ECLI:NL:CRVB:2005:AU6132
Centrale Raad van Beroep
- Verzet
- Rechtspraak.nl
Ongegrond verzet tegen niet-ontvankelijkheidsverklaring hoger beroep wegens niet-tijdige betaling griffierecht
In deze zaak heeft de opposant hoger beroep ingesteld tegen een uitspraak van de rechtbank ’s-Gravenhage van 19 november 2004. De Centrale Raad van Beroep heeft op 29 april 2005 het hoger beroep niet-ontvankelijk verklaard omdat de opposant het griffierecht niet tijdig had voldaan. De opposant heeft vervolgens verzet aangetekend tegen deze uitspraak. Het verzet werd behandeld tijdens een zitting op 28 september 2005, maar de opposant was niet verschenen.
De Raad heeft in zijn motivering aangegeven dat volgens artikel 22, tweede lid, onder a, van de Beroepswet (Bw) de indiener van een beroepschrift een griffierecht van € 102,-- verschuldigd is. De opposant was door de griffier op de verschuldigdheid van dit bedrag gewezen via brieven van 17 januari 2005 en 7 februari 2005. In de laatste brief werd de opposant geïnformeerd dat het griffierecht binnen vier weken op de rekening van de Centrale Raad van Beroep moest zijn bijgeschreven, anders zou het hoger beroep niet-ontvankelijk verklaard worden.

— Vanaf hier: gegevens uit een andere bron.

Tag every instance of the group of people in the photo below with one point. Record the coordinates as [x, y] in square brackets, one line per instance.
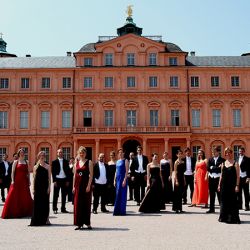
[151, 184]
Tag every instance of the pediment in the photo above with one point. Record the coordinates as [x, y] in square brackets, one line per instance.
[120, 43]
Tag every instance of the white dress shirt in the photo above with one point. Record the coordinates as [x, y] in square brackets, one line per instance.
[61, 174]
[6, 167]
[242, 174]
[188, 166]
[102, 178]
[214, 175]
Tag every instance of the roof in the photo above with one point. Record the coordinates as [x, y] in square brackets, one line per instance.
[37, 62]
[218, 61]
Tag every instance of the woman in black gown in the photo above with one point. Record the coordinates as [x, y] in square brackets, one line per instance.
[152, 201]
[228, 187]
[41, 191]
[111, 176]
[179, 182]
[166, 173]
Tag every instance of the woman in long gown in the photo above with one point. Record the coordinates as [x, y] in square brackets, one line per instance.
[166, 173]
[83, 176]
[121, 184]
[200, 195]
[41, 190]
[152, 201]
[19, 202]
[111, 177]
[228, 187]
[179, 182]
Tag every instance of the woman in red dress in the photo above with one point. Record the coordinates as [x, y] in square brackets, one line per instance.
[83, 175]
[200, 195]
[19, 202]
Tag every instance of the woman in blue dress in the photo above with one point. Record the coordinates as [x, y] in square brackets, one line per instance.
[121, 184]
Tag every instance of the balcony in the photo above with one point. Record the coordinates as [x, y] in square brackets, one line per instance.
[133, 130]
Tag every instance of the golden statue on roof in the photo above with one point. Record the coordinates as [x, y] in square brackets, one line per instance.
[129, 10]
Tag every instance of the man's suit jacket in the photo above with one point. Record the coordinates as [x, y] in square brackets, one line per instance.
[96, 173]
[193, 162]
[215, 168]
[144, 162]
[245, 165]
[56, 169]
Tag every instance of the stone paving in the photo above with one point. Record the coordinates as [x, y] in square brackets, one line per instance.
[192, 230]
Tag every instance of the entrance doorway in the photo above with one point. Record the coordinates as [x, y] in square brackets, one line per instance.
[130, 146]
[174, 152]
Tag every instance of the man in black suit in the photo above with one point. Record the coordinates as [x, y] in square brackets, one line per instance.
[100, 184]
[5, 175]
[214, 170]
[244, 164]
[131, 175]
[60, 176]
[188, 174]
[141, 162]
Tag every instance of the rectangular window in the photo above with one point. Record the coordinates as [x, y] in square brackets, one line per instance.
[4, 83]
[195, 151]
[235, 81]
[3, 119]
[66, 119]
[195, 81]
[3, 151]
[25, 83]
[47, 155]
[216, 117]
[24, 119]
[88, 62]
[152, 59]
[45, 119]
[215, 81]
[131, 118]
[108, 59]
[174, 81]
[66, 153]
[196, 118]
[130, 59]
[87, 118]
[175, 117]
[108, 118]
[45, 83]
[130, 81]
[237, 117]
[87, 82]
[173, 61]
[108, 82]
[153, 81]
[154, 118]
[236, 151]
[66, 82]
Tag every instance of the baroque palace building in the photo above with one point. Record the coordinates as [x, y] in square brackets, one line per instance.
[123, 91]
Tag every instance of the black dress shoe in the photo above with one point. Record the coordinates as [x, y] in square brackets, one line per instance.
[210, 212]
[65, 211]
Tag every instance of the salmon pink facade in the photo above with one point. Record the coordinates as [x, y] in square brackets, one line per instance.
[124, 91]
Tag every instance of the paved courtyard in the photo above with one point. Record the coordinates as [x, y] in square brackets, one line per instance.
[191, 230]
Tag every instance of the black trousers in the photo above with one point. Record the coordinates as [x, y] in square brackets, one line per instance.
[245, 187]
[189, 183]
[61, 185]
[100, 190]
[140, 184]
[213, 190]
[131, 187]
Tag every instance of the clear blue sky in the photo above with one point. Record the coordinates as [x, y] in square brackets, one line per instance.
[52, 27]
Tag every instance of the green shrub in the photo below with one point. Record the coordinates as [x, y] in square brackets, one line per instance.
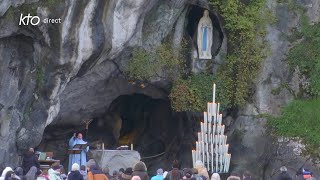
[301, 118]
[193, 93]
[145, 65]
[245, 25]
[306, 56]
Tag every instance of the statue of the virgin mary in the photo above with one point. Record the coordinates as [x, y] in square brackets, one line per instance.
[204, 37]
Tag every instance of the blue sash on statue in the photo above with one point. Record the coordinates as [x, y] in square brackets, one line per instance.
[204, 38]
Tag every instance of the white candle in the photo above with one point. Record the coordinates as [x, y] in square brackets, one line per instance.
[214, 109]
[202, 127]
[222, 129]
[202, 144]
[227, 148]
[209, 108]
[219, 129]
[216, 162]
[214, 93]
[205, 117]
[205, 127]
[209, 118]
[193, 158]
[212, 157]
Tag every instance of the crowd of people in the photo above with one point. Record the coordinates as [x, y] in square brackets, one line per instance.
[30, 170]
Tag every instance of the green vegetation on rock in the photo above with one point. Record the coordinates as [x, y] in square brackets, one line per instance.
[192, 94]
[301, 118]
[306, 55]
[145, 65]
[245, 24]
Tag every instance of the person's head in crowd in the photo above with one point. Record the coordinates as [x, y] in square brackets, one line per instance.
[234, 176]
[140, 166]
[121, 170]
[75, 167]
[114, 173]
[32, 173]
[30, 151]
[175, 164]
[194, 171]
[9, 175]
[246, 175]
[90, 163]
[135, 178]
[18, 171]
[187, 173]
[44, 172]
[165, 174]
[128, 171]
[215, 176]
[83, 168]
[283, 169]
[56, 167]
[5, 171]
[160, 172]
[106, 170]
[79, 135]
[199, 164]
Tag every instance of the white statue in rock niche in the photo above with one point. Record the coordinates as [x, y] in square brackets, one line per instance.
[204, 37]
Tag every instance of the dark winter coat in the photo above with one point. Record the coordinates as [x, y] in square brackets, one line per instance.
[140, 170]
[30, 160]
[75, 175]
[283, 176]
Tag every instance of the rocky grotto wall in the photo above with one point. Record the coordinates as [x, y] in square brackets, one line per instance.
[56, 75]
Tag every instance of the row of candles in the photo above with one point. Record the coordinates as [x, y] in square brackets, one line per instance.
[212, 147]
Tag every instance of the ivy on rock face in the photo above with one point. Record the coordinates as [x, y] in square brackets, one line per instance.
[306, 55]
[301, 118]
[161, 62]
[245, 24]
[193, 93]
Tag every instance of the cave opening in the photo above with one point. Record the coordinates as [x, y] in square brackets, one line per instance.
[147, 123]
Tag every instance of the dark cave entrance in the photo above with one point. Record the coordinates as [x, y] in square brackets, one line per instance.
[134, 119]
[149, 124]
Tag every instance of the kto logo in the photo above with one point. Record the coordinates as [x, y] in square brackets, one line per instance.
[25, 20]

Aangezien het griffierecht niet tijdig was voldaan, heeft de Raad op basis van artikel 22, vierde lid, van de Bw het hoger beroep niet-ontvankelijk verklaard. De Raad heeft het verzet ongegrond verklaard, omdat de opposant niet had aangetoond dat hij niet in staat was het griffierecht te voldoen. De Raad heeft geconcludeerd dat de opposant het risico heeft genomen door niet tijdig contact op te nemen met de Raad na de herinneringsbrieven. De uitspraak van de Raad van 29 april 2005 blijft derhalve in stand.